Die begierde, dieses land zu sehen, war überreif: da sie
befriedigt ist, werden mir freunde und vaterland erst wieder
recht aus dem grunde lieb und die rückkehr wünschenswert,
ja um desto wünschenswerter, da ich mit sicherheit empfinde,
daß ich so viele schätze nicht zu eignem besitz und privatgebrauch
mitbringe, sondern daß sie mir und andern durchs ganze leben
zur leitung und fördernis dienen sollen.
Rom, den 1. November 1786.
Ja, ich bin endlich in dieser Hauptstadt der Welt
angelangt! Wenn ich sie in guter Begleitung, angeführt von
einem recht verständigen Manne, vor funfzehn Jahren gesehen
hätte, wollte ich mich glücklich preisen. Sollte ich sie
aber allein, mit eignen Augen sehen und besuchen, so ist
es gut, daß mir diese Freude so spät zuteil ward. Über das
Tiroler Gebirg bin ich gleichsam weggezogen. Verona, Vicenz,
Padua, Venedig habe ich gut, Ferrara, Cento, Bologna flüchtig
und Florenz kaum gesehen. Die Begierde, nach Rom zu kommen,
war so groß, wuchs so sehr mit jedem Augenblicke, daß kein
Bleiben mehr war, und ich mich nur drei Stunden in Florenz
aufhielt. Nun bin ich hier und ruhig und, wie es scheint,
auf mein ganzes Leben beruhigt. Denn es geht, man darf wohl
sagen, ein neues Leben an, wenn man das Ganze mit Augen
sieht, das man teilweise in- und auswendig kennt. Alle Träume
meiner Jugend seh' ich nun lebendig; die ersten Kupferbilder,
deren ich mich erinnere (mein Vater hatte die Prospekte
von Rom auf einem Vorsaale aufgehängt), seh' ich nun in
Wahrheit, und alles, was ich in Gemälden und Zeichnungen,
Kupfern und Holzschnitten, in Gips und Kork schon lange
gekannt, steht nun beisammen vor mir; wohin ich gehe, finde
ich eine Bekanntschaft in einer neuen Welt; es ist alles,
wie ich mir's dachte, und alles neu. Ebenso kann ich von
meinen Beobachtungen, von meinen Ideen sagen.
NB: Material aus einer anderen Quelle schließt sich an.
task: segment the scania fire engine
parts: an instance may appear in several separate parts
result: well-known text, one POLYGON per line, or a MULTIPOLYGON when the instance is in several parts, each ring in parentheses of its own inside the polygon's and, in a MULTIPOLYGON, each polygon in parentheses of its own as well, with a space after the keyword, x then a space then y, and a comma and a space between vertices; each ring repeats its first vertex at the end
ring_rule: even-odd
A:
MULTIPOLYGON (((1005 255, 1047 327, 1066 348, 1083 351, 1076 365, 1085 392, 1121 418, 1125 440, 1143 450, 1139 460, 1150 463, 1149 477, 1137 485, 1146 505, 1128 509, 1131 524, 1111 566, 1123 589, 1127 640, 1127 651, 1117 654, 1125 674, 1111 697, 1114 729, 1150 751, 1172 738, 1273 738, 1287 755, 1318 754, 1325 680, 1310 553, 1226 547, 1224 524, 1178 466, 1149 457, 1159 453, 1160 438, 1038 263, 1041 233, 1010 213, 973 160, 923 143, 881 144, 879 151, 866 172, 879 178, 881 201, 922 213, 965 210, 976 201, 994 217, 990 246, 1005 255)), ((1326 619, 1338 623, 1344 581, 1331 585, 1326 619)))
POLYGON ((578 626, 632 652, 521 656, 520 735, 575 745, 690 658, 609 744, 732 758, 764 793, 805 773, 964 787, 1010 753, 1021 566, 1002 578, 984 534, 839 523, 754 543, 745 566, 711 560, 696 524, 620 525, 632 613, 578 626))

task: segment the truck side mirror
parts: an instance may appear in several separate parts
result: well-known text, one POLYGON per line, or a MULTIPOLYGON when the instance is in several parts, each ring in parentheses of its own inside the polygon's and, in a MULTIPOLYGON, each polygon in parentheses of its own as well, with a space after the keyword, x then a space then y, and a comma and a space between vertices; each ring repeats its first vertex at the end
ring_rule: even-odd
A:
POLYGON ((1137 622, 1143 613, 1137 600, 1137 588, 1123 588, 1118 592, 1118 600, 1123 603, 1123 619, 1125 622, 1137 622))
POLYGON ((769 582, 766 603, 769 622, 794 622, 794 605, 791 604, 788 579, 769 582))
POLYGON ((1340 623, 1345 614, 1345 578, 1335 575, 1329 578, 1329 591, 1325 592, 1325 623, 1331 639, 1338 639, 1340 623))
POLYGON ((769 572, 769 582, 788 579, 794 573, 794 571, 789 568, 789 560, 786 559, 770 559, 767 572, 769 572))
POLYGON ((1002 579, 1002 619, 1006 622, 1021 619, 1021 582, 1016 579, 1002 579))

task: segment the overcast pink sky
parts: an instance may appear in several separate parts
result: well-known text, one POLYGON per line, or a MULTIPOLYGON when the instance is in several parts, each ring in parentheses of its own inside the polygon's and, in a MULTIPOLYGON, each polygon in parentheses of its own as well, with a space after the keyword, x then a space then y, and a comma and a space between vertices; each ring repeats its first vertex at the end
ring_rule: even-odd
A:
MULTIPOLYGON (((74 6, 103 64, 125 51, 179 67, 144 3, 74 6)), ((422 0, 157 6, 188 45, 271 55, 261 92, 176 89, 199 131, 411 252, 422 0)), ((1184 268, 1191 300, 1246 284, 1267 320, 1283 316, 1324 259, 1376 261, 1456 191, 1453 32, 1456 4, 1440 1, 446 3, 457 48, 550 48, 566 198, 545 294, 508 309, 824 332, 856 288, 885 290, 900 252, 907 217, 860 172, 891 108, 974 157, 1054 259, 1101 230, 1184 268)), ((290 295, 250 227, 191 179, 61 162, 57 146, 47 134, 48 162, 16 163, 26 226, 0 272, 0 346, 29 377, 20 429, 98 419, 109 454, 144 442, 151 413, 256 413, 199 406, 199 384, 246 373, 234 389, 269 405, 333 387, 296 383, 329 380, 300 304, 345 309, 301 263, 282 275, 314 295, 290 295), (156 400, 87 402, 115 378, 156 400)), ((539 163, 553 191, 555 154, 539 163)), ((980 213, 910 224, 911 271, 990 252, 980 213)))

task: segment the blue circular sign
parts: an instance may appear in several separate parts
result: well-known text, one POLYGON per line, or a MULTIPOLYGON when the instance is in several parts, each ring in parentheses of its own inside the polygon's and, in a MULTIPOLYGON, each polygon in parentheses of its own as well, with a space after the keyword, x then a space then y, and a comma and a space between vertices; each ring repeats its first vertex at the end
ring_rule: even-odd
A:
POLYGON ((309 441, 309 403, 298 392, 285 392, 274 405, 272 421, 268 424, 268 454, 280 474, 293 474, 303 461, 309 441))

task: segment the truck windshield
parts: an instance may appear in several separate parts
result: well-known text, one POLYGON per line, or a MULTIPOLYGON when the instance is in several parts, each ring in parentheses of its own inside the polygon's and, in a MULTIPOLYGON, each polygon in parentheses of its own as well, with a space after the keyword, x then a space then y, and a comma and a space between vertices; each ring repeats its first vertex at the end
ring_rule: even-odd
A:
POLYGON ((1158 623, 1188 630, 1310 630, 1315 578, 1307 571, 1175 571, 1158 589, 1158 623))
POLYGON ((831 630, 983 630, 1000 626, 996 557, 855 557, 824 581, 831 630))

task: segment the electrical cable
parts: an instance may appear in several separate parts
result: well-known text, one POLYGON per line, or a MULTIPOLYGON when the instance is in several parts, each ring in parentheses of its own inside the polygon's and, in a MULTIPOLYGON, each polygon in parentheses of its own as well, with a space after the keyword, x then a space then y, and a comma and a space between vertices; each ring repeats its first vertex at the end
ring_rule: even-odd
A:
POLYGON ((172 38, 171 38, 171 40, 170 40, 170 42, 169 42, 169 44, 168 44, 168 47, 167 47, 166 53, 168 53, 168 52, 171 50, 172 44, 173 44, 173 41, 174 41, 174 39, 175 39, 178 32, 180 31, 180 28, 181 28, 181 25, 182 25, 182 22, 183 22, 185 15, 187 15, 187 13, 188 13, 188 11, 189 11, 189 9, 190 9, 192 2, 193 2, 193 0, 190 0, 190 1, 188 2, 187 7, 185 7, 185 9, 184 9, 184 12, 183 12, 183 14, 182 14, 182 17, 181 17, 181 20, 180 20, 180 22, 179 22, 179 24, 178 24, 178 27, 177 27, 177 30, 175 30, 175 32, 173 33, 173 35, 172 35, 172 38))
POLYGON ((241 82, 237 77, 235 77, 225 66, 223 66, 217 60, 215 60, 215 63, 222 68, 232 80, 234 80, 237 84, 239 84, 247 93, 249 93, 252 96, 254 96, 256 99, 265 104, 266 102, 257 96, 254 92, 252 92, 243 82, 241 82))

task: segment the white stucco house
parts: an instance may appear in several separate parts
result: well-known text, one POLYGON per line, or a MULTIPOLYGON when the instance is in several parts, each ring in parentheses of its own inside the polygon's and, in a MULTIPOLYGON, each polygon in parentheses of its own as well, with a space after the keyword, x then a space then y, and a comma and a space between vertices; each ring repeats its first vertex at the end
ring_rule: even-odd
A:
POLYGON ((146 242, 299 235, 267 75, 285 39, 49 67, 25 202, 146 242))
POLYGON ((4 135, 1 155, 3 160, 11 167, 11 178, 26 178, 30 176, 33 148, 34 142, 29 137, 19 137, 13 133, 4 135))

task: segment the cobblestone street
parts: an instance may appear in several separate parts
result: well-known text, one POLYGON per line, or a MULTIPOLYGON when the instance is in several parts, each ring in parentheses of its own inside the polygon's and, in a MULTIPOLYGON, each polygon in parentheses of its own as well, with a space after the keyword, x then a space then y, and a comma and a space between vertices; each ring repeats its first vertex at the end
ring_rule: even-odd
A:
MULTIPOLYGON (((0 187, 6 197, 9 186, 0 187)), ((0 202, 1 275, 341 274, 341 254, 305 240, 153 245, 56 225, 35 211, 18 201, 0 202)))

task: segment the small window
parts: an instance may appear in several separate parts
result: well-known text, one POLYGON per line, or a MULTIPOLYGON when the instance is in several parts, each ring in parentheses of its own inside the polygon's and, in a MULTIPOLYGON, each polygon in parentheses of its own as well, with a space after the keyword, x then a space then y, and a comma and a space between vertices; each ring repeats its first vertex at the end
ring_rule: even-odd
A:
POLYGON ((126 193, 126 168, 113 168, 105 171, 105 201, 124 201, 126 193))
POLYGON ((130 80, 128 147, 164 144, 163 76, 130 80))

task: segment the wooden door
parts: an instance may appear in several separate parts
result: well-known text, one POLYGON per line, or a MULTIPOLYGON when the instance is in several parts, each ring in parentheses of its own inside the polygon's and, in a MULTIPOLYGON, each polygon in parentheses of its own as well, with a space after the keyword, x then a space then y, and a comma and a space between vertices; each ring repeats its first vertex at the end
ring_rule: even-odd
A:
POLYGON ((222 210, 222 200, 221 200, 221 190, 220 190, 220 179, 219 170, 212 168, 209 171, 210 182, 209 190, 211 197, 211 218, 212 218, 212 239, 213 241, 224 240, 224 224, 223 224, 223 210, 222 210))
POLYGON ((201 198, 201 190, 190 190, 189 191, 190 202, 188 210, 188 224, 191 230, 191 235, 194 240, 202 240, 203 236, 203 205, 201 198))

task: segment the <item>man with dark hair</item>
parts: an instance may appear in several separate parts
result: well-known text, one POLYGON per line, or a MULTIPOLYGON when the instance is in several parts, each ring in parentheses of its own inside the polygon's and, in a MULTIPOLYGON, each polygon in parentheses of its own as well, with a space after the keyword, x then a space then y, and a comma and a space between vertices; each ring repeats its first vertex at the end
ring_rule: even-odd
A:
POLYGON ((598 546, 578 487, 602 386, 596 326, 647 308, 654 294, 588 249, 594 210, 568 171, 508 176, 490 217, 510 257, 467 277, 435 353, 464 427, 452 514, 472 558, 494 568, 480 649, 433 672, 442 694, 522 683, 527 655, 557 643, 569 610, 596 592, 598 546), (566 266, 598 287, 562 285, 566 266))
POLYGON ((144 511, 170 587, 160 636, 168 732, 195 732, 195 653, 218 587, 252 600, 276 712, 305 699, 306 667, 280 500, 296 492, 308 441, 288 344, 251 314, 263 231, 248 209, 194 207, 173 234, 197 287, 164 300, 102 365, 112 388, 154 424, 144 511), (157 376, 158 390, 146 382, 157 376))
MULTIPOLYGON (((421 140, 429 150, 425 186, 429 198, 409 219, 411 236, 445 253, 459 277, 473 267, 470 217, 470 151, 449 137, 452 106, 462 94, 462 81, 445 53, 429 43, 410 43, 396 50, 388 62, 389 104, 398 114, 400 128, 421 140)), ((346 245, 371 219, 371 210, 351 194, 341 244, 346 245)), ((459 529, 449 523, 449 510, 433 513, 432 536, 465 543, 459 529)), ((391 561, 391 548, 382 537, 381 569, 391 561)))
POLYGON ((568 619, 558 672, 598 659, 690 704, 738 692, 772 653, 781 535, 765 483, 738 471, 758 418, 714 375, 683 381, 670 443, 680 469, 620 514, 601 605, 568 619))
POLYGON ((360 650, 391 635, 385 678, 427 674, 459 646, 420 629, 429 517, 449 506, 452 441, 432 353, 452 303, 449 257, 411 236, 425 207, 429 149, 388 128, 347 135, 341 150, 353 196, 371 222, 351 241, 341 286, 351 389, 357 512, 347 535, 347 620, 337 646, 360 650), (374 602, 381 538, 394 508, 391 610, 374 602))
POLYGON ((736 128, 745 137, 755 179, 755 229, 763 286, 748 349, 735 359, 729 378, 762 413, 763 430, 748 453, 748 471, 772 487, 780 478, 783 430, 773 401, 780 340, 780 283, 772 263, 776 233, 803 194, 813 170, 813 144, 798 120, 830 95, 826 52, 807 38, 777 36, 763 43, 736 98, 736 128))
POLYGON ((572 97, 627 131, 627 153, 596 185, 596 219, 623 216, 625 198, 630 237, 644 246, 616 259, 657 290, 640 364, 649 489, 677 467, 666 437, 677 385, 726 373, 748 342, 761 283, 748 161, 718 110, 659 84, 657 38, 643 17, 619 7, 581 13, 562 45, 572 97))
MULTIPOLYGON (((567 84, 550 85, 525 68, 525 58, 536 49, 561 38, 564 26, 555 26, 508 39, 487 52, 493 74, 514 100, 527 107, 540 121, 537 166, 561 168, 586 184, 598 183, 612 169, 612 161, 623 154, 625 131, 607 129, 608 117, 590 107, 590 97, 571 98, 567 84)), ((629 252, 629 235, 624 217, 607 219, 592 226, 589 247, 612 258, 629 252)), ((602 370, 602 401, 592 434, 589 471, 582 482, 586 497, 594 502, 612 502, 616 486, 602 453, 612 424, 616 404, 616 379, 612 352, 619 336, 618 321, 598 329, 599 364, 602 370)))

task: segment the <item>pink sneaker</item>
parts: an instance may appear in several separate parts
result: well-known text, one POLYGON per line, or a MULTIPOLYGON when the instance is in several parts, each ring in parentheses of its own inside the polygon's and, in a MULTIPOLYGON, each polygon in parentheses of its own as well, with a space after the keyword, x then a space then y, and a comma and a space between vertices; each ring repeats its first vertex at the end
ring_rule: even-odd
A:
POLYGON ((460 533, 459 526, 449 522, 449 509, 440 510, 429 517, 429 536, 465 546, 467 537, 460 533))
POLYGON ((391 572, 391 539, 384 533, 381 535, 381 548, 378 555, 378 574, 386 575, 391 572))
Ich habe keinen
ganz neuen Gedanken gehabt, nichts ganz fremd gefunden,
aber die alten sind so bestimmt, so lebendig, so zusammenhängend
geworden, daß sie für neu gelten können. Da Pygmalions Elise,
die er sich ganz nach seinen Wünschen geformt und ihr so
viel Wahrheit und Dasein gegeben hatte, als der Künstler
vermag, endlich auf ihn zukam und sagte: " Ich bin's!",
wie anders war die Lebendige als der gebildete Stein! Wie
moralisch heilsam ist mir es dann auch, unter einem ganz
sinnlichen Volke zu leben, über das so viel Redens und Schreibens
ist, das jeder Fremde nach dem Maßstabe beurteilt, den er
mitbringt. Ich verzeihe jedem, der sie tadelt und schilt;
sie stehn zu weit von uns ab, und als Fremder mit ihnen
zu verkehren, ist beschwerlich und kostspielig.